4.5 Number of times per week the average American eats out. (not including breakfast)
$36 The average amount spent, per person, when eating out.
$324 One couple’s cost of eating out, per week, according to the first two statistics.
18.9% The average tip.
$2.36 billion How much more Americans spent on restaurants than groceries in 2016, the first time in U.S. history that spending on dining exceeded spending on cooking.
20% The estimated number of American meals that are eaten in the car.
$2,639 Amount the average millennial spends eating out per year.
28%Percentage of Millennials’ disposable income spent on eating out.
85% People who have or would plan a vacation around eating at a certain restaurant.
Screw record breaking student loan debt and new car payments, millennials want their Chipotle!
I get it.
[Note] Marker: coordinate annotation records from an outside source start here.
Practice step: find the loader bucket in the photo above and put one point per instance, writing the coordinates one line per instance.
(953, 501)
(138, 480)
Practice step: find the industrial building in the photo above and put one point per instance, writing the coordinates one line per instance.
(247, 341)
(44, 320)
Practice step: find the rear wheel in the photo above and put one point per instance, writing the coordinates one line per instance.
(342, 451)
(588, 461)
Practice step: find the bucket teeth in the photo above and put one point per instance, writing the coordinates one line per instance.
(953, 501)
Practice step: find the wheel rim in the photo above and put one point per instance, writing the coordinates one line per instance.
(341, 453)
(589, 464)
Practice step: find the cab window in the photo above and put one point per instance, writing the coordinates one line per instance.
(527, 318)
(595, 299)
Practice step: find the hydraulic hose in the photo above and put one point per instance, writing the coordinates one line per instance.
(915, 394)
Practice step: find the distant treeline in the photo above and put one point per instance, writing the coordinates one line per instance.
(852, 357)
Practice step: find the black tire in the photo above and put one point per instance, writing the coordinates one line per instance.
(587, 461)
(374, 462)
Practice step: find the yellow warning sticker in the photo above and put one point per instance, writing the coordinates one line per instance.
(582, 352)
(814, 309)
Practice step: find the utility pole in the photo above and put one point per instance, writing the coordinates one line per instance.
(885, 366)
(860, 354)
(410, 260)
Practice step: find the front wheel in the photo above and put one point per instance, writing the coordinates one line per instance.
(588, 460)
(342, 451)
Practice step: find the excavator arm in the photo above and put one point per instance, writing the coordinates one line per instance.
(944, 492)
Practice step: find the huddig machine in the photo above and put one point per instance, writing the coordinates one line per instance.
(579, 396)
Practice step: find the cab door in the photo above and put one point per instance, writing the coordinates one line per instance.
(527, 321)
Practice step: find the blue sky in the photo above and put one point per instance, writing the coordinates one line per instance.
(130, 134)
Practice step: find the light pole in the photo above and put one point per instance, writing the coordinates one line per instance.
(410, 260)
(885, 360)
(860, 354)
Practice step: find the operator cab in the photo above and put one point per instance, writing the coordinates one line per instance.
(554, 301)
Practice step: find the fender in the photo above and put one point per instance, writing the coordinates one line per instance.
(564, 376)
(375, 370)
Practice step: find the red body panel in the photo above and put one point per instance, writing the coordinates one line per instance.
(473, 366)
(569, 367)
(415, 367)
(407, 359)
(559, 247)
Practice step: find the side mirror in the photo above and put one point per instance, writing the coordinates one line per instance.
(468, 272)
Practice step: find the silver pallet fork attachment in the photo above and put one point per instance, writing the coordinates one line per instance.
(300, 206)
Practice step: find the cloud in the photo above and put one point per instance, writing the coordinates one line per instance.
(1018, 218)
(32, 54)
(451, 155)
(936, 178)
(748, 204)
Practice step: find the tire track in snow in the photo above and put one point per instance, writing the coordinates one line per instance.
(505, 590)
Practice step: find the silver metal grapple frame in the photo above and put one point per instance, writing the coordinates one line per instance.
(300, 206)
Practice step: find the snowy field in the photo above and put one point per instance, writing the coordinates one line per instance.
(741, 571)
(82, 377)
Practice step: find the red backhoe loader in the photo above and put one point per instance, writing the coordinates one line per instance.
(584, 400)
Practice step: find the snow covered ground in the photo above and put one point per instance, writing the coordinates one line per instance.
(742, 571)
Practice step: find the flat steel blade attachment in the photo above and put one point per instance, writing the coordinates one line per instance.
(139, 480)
In fact, my own restaurant spending has looked shockingly similar to those dining out statistics. For my first two years of this grown up life, I spent right around $2,000 per year on eating out. Uh oh, time for some self reflection…
Our generation definitely views dining out as more of a social experience than basic subsistence. You can see this shift in the preference towards the upscale atmosphere of Chipotle and Noodles & Company, rather than the baby boomers’ preferred McDonalds and Burger Kings.
At the same time, we have a population unhealthier than ever, driving the frequency of in-car dining to alarming levels. (Ha! How’s that for a car pun?)
The effect is pressure from both sides – an up and coming millennial generation who eats out for fun and an aging boomer generation who’s abandoned long term health in favor of a quick fix. The result is ghost town home kitchens, with serious implications for our health AND wallets.
Look, I’m not limiting anyone to some sort of birthday-dinners-only rule. I can appreciate a good meal just as much as the next foodie. However, it’s the habitual $8 lunches or last minute take-out defaults which I think we can all cut down on. When the dining experience becomes an automatic habit, it tends to lose the excitement.
Let’s focus our dining bucks back to things that bring us happiness. How about trading five $10 lunches for one delicious $30 meal at the end of the week, and pocketing the difference?
Dan P says
I recently tried a different strategy to cut back on eating out. It’s the one area my spending gets away from me sometimes. I use my credit card for all purchases but instead I took out 200 cash at the start of each month and when it was gone that was it for the month. Successfully cut my spending in half. I think I got more value out of less spending too as my spending was 2 or 3 nice dinners out with my fiancé instead of being cheap take out when I was too tired to make dinner. This is a big area most of us can cut back on for sure, myself included.
The Money Wizard says
Very clever! Saving money AND making the fiance happy. 😉 Now that’s a win.
I think the $2,639 annual figure is too low, at least it is for me 🙁 Meal prepping, when I don’t choose to be lazy, helps me avoid eating out tremendously during the week.
The Money Wizard says
I’ve found that making a ton of big meals on Sunday sets me up to save a bunch during the week. And as a bonus, lazy Sundays are even better when your’e smelling delicious food all day!
Mrs. Picky Pincher says
Huh, these stats make sense but some of them did surprise me! I think overall we eat out waaaay too much nowadays. I think there’s a time and place for it, but it’s not the special treat it once was–and that means spending more of our disposable income instead of applying it to FIRE.
The Savvy Couple says
Man those are SCARY numbers! We try and stick to our budget of $50 a month on eating out, that includes takeout. We probably are closer to $75 a month. Crazy how much people throw away eating out.